None of these needs is especially surprising. "There is this sense that everyone knows what we're talking about. We're talking about a specific set of challenges in a specific set of circumstances," says Vanessa Wyeth, coeditor of "Building States to Build Peace." "They're based on a lot of experience but not a lot of specific evidence about things that we know can help support peace."

The UN Peacebuilding Commission (PBC) is setting out to build that evidence. With $155 million so far, the UN's newest office is testing theories about war, peace, and development in six African countries – Guinea, Guinea-Bissau, Liberia, and Sierra Leone, in West Africa, and Burundi and the Central African Republic (CAR) in central Africa.

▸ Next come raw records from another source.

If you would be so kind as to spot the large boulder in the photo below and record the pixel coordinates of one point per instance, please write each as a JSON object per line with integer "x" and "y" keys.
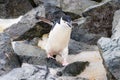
{"x": 100, "y": 17}
{"x": 8, "y": 60}
{"x": 27, "y": 22}
{"x": 29, "y": 72}
{"x": 110, "y": 49}
{"x": 33, "y": 55}
{"x": 74, "y": 6}
{"x": 15, "y": 8}
{"x": 2, "y": 9}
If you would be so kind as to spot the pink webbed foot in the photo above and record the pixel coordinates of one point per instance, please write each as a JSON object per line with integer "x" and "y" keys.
{"x": 64, "y": 63}
{"x": 49, "y": 56}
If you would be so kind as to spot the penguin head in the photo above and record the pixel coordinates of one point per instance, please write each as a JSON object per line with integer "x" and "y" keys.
{"x": 66, "y": 21}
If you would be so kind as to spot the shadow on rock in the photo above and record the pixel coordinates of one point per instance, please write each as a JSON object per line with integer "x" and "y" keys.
{"x": 73, "y": 69}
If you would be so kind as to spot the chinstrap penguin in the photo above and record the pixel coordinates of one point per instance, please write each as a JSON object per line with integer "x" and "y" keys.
{"x": 58, "y": 39}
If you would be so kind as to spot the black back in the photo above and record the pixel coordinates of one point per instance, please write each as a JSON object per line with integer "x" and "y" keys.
{"x": 67, "y": 18}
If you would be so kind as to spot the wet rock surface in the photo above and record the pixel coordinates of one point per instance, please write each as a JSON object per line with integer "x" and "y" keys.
{"x": 101, "y": 21}
{"x": 110, "y": 49}
{"x": 89, "y": 24}
{"x": 29, "y": 72}
{"x": 8, "y": 60}
{"x": 73, "y": 69}
{"x": 26, "y": 23}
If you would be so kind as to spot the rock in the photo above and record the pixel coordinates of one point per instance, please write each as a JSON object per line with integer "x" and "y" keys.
{"x": 6, "y": 23}
{"x": 95, "y": 70}
{"x": 71, "y": 78}
{"x": 52, "y": 2}
{"x": 110, "y": 49}
{"x": 76, "y": 47}
{"x": 80, "y": 34}
{"x": 76, "y": 6}
{"x": 28, "y": 53}
{"x": 101, "y": 21}
{"x": 29, "y": 72}
{"x": 115, "y": 19}
{"x": 33, "y": 55}
{"x": 74, "y": 69}
{"x": 2, "y": 9}
{"x": 15, "y": 8}
{"x": 97, "y": 0}
{"x": 26, "y": 23}
{"x": 8, "y": 60}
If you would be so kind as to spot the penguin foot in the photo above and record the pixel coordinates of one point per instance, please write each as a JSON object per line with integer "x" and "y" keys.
{"x": 49, "y": 56}
{"x": 64, "y": 63}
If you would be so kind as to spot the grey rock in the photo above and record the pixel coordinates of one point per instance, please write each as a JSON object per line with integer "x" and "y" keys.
{"x": 2, "y": 10}
{"x": 110, "y": 49}
{"x": 73, "y": 69}
{"x": 15, "y": 8}
{"x": 27, "y": 22}
{"x": 115, "y": 19}
{"x": 52, "y": 2}
{"x": 71, "y": 78}
{"x": 29, "y": 72}
{"x": 33, "y": 55}
{"x": 77, "y": 5}
{"x": 8, "y": 60}
{"x": 76, "y": 47}
{"x": 28, "y": 53}
{"x": 101, "y": 21}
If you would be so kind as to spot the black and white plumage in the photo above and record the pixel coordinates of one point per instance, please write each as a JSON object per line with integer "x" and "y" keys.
{"x": 59, "y": 38}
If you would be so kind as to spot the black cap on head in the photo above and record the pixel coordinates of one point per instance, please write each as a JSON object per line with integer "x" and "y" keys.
{"x": 66, "y": 18}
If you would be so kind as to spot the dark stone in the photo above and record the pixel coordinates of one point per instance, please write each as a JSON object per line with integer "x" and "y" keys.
{"x": 97, "y": 0}
{"x": 8, "y": 60}
{"x": 99, "y": 18}
{"x": 52, "y": 63}
{"x": 74, "y": 68}
{"x": 15, "y": 8}
{"x": 27, "y": 22}
{"x": 37, "y": 31}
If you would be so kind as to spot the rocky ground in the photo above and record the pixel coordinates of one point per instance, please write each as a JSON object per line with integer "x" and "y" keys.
{"x": 93, "y": 47}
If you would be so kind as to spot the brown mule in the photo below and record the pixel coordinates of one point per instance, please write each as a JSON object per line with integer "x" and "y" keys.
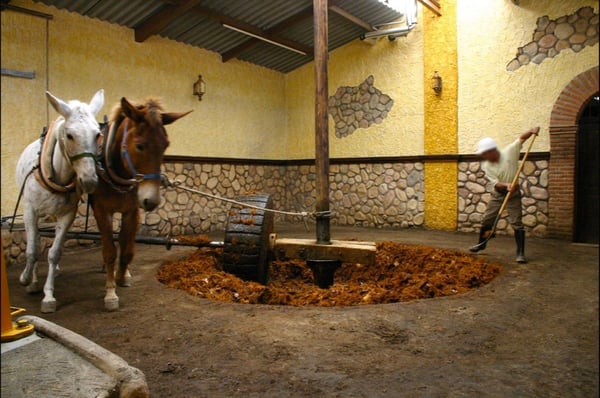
{"x": 130, "y": 178}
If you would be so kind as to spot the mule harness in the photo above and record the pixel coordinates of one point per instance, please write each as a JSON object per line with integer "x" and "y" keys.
{"x": 117, "y": 183}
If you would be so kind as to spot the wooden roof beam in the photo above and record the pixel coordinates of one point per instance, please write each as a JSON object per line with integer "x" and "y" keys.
{"x": 274, "y": 30}
{"x": 352, "y": 18}
{"x": 157, "y": 22}
{"x": 238, "y": 24}
{"x": 433, "y": 5}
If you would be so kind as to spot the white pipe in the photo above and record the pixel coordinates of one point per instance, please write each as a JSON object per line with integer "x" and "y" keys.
{"x": 392, "y": 33}
{"x": 410, "y": 16}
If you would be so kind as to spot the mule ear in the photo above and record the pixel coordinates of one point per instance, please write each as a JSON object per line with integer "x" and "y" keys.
{"x": 59, "y": 105}
{"x": 97, "y": 102}
{"x": 131, "y": 111}
{"x": 169, "y": 118}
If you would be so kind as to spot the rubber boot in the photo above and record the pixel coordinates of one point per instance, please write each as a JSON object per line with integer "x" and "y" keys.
{"x": 520, "y": 239}
{"x": 483, "y": 232}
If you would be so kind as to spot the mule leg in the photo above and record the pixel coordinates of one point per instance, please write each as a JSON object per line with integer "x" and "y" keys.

"Usually people say, 'We have so many UN bodies, we have so many UN agencies in different countries – one more? What for?' " says Jorge Tagle, a counselor with the Chilean mission to the UN, which formerly chaired the PBC. But he and others think its design and membership mean this little commission could have big influence – over major UN decisions, and in the countries with which it works. [Editor's note: The original version incorrectly identified the nationality of the mission Mr. Tagle represented.]

That's because the PBC is something other organizations aren't allowed to be: overtly political. Schulenburg's negotiations in the midst of the Freetown riot were not just a bit of practiced conflict resolution. It is, he acknowledges, an "interference in national sovereignty."

The PBC gets that leeway because it's part of the UN, and because it's invited. Countries must ask for PBC help. In return, they get a dedicated, if unofficial, ambassador for their cause. So far, the arrangements have paired neglected countries like the CAR with power-hitters like Belgium, who advocate for their partner countries at donor round­tables and in political meetings for funding, attention, and that elusive, powerful ingredient of action – political will. In the CAR's case, donor money to the country increased more than 50 percent the year it joined the PBC.